4) Le chômage, le logement, l’exclusion touchent les Domiens. N’est-ce pas tout simplement… du sous-développement ?

Oui, d’une certaine manière, c’est une forme de sous-développement économique contre laquelle je me battrai sans relâche. C’est même l’axe principal de mon projet pour l’outre-mer.

A ce sujet, j’ai souvent entendu mes propos caricaturés, notamment en Martinique, sur la discrimination positive et sur ma conception de la solidarité.

La discrimination positive, cela veut dire « faire plus » pour les territoires et les populations qui en ont plus besoin, en matière de logement, de santé ou de continuité territoriale. Cela revient, ni plus ni moins, qu’à rétablir l’égalité des chances pour les Français d’outre-mer.

S’agissant de ma conception de la solidarité, elle est différente de celle de Mme Royal. Il n’a évidemment jamais été question pour moi de supprimer le RMI ! Je dis simplement qu’être au RMI n’est un idéal pour personne et que cela ne doit pas être une situation durable. Je veux trouver un emploi ou une activité à tous ceux qui sont en capacité de travailler.

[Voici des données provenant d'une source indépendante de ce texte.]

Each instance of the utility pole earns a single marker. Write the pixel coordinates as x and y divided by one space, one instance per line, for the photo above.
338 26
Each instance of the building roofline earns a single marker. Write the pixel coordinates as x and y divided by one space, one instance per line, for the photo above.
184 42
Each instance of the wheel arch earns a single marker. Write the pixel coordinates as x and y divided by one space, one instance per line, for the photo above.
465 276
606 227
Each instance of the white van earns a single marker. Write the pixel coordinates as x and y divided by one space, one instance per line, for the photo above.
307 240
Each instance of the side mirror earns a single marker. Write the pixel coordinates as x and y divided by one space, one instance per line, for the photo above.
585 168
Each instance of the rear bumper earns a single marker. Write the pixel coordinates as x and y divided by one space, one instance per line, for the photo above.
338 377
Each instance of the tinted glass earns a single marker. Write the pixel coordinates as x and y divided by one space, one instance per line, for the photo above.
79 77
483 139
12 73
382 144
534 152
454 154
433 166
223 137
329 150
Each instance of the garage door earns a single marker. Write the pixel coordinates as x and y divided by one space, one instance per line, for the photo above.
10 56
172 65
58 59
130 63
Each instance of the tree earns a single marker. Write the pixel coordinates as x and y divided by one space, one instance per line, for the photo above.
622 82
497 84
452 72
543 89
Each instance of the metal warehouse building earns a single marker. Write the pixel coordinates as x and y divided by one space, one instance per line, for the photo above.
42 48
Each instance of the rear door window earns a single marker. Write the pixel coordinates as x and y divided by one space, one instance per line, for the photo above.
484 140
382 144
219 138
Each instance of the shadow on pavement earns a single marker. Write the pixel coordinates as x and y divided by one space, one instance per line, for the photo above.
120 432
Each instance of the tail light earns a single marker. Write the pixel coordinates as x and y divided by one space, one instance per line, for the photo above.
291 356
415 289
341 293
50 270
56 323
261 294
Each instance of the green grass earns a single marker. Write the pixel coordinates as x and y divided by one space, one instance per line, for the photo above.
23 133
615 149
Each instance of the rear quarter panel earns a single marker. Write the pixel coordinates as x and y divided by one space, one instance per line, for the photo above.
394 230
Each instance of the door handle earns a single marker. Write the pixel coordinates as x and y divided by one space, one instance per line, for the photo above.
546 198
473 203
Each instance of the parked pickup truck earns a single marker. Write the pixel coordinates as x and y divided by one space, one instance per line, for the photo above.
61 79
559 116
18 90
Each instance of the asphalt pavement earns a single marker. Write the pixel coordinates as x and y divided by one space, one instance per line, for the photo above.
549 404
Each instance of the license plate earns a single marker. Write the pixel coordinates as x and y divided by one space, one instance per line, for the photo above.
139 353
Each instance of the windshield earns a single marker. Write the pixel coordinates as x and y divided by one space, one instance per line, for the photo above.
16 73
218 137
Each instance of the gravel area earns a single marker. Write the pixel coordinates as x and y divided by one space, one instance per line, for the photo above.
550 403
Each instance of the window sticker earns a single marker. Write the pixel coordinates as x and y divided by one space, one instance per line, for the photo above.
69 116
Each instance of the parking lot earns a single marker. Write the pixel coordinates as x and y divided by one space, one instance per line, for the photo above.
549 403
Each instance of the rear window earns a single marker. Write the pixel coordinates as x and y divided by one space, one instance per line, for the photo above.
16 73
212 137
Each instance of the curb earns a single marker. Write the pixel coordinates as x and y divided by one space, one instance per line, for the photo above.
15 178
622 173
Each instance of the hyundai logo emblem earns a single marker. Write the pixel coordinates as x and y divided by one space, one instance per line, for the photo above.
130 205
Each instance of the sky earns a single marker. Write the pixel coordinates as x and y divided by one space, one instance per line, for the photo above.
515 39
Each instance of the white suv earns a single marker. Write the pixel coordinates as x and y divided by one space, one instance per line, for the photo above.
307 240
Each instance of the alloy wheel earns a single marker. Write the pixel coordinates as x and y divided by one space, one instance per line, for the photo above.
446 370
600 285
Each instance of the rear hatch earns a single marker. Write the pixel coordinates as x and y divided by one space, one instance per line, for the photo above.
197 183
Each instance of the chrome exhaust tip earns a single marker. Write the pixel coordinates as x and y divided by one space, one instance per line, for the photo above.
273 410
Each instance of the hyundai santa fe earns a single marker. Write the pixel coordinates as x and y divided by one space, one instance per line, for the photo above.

La vraie solidarité, celle qui respecte la dignité de la personne, c’est celle qui permettra à chacun de faire vivre sa famille du fruit de son travail.

 5) Vous allez être le Président d’un pays qui, selon un sondage récent, s’est déclaré raciste à 30%. Comment espérez-vous faire évoluer ces comportements ?

Je ne crois pas qu’un tel sondage reflète la réalité. Dans leur immense majorité, nos concitoyens ne sont pas racistes. Simplement, certains d’entre eux - et notamment ceux qui ont été tentés par le Front national – ont exprimé une exaspération, sur certains sujets devenus tabous parce qu’une partie de la classe politique et médiatique diabolisait tous ceux qui voulait en parler.

J’ai brisé ces tabous, notamment sur la sécurité et l’immigration. Je l’ai fait en restant toujours  fondamentalement fidèle à nos valeurs républicaines. Et le résultat est là : Jean-Marie Le Pen est en quatrième position au premier tour de l’élection présidentielle et il a perdu un million de voix. Je suis profondément heureux de cela car ce sont autant de Français qui ont rejoint le camp républicain, celui de la tolérance.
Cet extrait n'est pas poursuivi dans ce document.